Survival Takes a Wild Imagination
Fariha Roísín. Andrews McMeel, Oct.
Roísín, a queer Bangladeshi Muslim, returns to poetry after her 2020 novel, Like a Bird, and her 2022 nonfiction title, Who Is Wellness For?. Her new collection takes a hopeful approach to topics including generational trauma, self-love, and freedom, while also exploring her intersecting identities.
To Name the Bigger Lie
Sarah Viren. Scribner, June
Viren had intended to focus this memoir on her high school philosophy teacher, a man who taught his students to question everything and dabbled in conspiracy theories. She wanted to ruminate on truth and lies, and who can be hoodwinked. Then, her wife—like her, a professor—was falsely accused of sexual misconduct, derailing Viren’s reality and complicating her project. PW’s starred review called it “breathtaking stuff.”
We Set the Night on Fire
Martha Shelley. Chicago Review, June
Cofounder of the Gay Liberation Front Shelley explores her life in activism in this memoir. Raised during the McCarthy era in New York City, Shelley came out as a lesbian in the 1960s, when doing so was illegal. She writes of becoming a public speaker for the Daughters of Bilitis, the first lesbian rights group in the U.S., and later organizing the first gay march in response to Stonewall, and taking part in the Lavender Menace group.

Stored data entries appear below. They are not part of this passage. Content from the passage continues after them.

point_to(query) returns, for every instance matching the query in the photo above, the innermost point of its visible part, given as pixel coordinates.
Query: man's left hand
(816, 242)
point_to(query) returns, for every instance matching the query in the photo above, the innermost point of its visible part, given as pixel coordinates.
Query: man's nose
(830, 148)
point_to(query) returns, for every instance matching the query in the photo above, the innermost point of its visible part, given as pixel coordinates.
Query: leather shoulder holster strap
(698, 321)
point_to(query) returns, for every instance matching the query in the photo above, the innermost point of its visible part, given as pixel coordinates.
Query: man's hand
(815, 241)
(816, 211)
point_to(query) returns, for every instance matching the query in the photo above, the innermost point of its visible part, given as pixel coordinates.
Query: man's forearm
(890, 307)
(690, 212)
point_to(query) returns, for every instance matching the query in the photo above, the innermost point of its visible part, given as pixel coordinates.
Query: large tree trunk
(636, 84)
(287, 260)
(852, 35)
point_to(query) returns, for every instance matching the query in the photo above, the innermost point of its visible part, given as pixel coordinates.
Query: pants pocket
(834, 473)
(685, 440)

With Bloom upon Them and Also with Blood
Justin Phillip Reed. Coffee House, Oct.
Reed won a National Book Award and a Lambda Literary Award for his 2018 poetry collection Indecency. His latest melds poetry and essays to explore his encounters with horror cinema and cultural iconography as a queer Black Southerner in gore-filled meditations on alienation, perversion, and disillusionment.